Polens angeblicher Angriff auf deutsches Gebiet? Fingiert. Der Angriff auf Russland? Kein Präventivschlag wie behauptet, sondern geplanter Vernichtungsfeldzug. Die Bombardierung des wehrlosen Warschaus? Gegen den Protest von Canaris auch von Keitel gefordert. Die Liquidierung der polnischen Intelligenz, das Niederbrennen polnischer Bauernhäuser, die angeordnete Ermordung sowjetischer Kriegsgefangener – Lahousen nennt Fakten, Zahlen, Namen.
Keitels Anwalt erhebt Einspruch: Habe der Oberkommandierende nicht angeboten, dass sich Offiziere in Gewissensnot vertrauensvoll an ihn wenden sollten?
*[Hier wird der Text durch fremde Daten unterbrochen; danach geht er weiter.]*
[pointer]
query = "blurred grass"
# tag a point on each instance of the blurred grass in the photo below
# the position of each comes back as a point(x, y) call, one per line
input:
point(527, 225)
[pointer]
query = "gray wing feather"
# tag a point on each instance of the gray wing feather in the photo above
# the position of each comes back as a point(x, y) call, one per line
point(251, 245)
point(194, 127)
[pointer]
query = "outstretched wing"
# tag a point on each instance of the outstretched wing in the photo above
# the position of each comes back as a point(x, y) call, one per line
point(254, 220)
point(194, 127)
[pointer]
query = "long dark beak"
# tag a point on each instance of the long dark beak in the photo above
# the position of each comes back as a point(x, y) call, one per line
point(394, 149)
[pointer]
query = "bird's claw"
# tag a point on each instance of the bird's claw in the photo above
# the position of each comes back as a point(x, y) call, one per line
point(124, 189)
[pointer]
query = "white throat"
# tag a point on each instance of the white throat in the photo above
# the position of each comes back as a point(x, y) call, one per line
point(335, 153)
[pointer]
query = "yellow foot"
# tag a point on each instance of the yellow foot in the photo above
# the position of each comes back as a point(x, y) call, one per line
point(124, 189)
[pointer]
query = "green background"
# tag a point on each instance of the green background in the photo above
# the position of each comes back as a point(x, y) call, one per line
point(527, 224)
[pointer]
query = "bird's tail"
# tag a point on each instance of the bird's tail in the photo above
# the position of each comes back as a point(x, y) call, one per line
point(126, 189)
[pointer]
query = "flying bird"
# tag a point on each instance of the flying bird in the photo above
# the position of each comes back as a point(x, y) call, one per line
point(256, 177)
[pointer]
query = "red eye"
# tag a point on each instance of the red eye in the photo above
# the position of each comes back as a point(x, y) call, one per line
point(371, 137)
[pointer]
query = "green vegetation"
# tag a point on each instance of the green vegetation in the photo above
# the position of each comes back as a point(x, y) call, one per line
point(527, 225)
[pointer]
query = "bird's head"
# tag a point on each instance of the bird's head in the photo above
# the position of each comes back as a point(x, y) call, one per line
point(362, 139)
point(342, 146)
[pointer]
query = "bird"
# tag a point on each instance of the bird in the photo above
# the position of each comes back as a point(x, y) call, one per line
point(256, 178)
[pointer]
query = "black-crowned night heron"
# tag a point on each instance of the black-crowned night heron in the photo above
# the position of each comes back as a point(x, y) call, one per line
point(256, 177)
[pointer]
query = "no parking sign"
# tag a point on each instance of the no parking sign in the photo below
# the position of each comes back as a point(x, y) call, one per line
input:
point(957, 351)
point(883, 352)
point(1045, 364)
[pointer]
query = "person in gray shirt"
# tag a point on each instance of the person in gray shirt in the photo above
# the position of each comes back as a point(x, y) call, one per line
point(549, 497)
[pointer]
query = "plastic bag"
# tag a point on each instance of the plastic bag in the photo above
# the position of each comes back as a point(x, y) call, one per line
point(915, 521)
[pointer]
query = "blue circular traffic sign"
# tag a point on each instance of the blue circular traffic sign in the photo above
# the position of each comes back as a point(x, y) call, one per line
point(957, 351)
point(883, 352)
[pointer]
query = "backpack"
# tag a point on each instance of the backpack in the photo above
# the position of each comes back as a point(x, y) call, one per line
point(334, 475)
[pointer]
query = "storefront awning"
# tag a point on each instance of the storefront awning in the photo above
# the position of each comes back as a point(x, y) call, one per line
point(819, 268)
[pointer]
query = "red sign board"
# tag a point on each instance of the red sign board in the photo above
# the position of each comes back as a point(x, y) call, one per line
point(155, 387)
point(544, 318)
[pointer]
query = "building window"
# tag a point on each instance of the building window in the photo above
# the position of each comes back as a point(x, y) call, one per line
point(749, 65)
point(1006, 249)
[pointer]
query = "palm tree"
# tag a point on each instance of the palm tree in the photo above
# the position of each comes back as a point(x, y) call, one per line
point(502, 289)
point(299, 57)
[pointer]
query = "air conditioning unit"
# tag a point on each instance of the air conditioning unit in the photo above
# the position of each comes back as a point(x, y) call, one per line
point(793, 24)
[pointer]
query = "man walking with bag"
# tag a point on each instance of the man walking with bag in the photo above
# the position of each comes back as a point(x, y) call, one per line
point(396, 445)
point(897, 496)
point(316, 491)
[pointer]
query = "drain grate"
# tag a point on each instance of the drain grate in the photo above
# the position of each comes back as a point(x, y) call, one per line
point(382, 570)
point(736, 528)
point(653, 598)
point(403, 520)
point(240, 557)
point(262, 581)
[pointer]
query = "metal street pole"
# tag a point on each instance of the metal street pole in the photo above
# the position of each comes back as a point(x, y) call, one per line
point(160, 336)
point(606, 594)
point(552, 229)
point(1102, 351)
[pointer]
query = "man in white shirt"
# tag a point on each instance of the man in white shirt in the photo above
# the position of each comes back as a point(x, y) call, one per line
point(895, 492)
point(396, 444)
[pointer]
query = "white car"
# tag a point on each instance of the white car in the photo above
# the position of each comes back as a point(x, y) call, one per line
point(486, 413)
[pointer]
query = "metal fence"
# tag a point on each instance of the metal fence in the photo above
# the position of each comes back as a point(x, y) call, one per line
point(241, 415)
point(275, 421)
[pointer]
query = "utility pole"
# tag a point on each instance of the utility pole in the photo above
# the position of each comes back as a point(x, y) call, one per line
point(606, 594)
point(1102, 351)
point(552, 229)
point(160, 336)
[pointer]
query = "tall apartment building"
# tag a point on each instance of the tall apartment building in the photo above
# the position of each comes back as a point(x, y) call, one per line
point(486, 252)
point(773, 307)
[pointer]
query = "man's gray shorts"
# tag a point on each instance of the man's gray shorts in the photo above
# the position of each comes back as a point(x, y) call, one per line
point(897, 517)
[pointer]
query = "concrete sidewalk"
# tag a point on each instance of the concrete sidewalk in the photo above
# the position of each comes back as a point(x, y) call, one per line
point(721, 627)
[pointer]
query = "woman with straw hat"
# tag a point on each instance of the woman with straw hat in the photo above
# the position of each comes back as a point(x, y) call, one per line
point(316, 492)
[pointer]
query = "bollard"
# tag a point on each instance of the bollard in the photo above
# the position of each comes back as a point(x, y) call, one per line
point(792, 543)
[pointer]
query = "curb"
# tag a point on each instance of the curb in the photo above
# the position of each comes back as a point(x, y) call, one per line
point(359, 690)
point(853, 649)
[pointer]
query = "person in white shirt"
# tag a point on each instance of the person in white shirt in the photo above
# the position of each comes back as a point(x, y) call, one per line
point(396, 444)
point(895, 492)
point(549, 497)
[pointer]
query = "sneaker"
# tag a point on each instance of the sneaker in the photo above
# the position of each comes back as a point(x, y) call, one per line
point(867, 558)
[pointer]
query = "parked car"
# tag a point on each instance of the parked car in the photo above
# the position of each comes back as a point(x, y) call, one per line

Nein, erwidert Lahousen, „ganz bestimmt nicht.“ Aber Keitel habe befohlen, zwei gefangene französische Generäle ermorden zu lassen, ein Befehl, den die Abwehr nicht ausführte.
„Verräter!“, schallt es von der Anklagebank, „Schwein!“. Göring tobte, erinnert sich später der Nürnberger Gefängnispsychologe Gustave Gilbert, habe gerufen, Lahousen sei wohl nach dem 20. Juli, gemeint ist der Tag des Attentats auf Hitler und die anschließende Verhaftungs- und Hinrichtungswelle, vergessen worden.
Walther Karsch, Mitbegründer des Tagesspiegels und damals Prozessbeobachter, schreibt in der Ausgabe vom 4. Dezember 1945, „Lahousen hat sich gewiss wenig Gedanken darüber gemacht, ob Kriege eine moralische Angelegenheit sind“, aber wenigstens habe er sich Gedanken über die Spielregeln gemacht. Nicht Hass, sondern Verachtung trieb ihn zu seiner Aussage: „Die Anklagebehörde hat in dem Kampf um diesen ersten wichtigen Kronzeugen gesiegt.“
216 Prozesstage später fällt das Todesurteil gegen Göring, von Ribbentrop, Keitel, Jodl und acht weitere Angeklagte.
Das Verhör kostet ihn ein paar Zähne
Lahousen bleibt in Gefangenschaft. Er hat dreieinhalb hässliche Monate vor sich, als er in das britische Verhörzentrum in Bad Nenndorf überstellt wird. Die Kollegen der Geheimdienste MI 5 und MI 6 haben noch ein paar Fragen zur IRA, der irischen Untergrundarmee, die während des Krieges von der Abwehr mit Waffen und Sprengsätzen beliefert worden war. Lahousen behauptet später, das Verhör habe ihn ein paar Zähne gekostet.
1947 wird er entlassen. Seine Hoffnungen, die Militärkarriere fortsetzen zu können, erfüllen sich nicht. Er stirbt vor Aufstellung der neuen österreichischen Armee 1955 am dritten Herzinfarkt.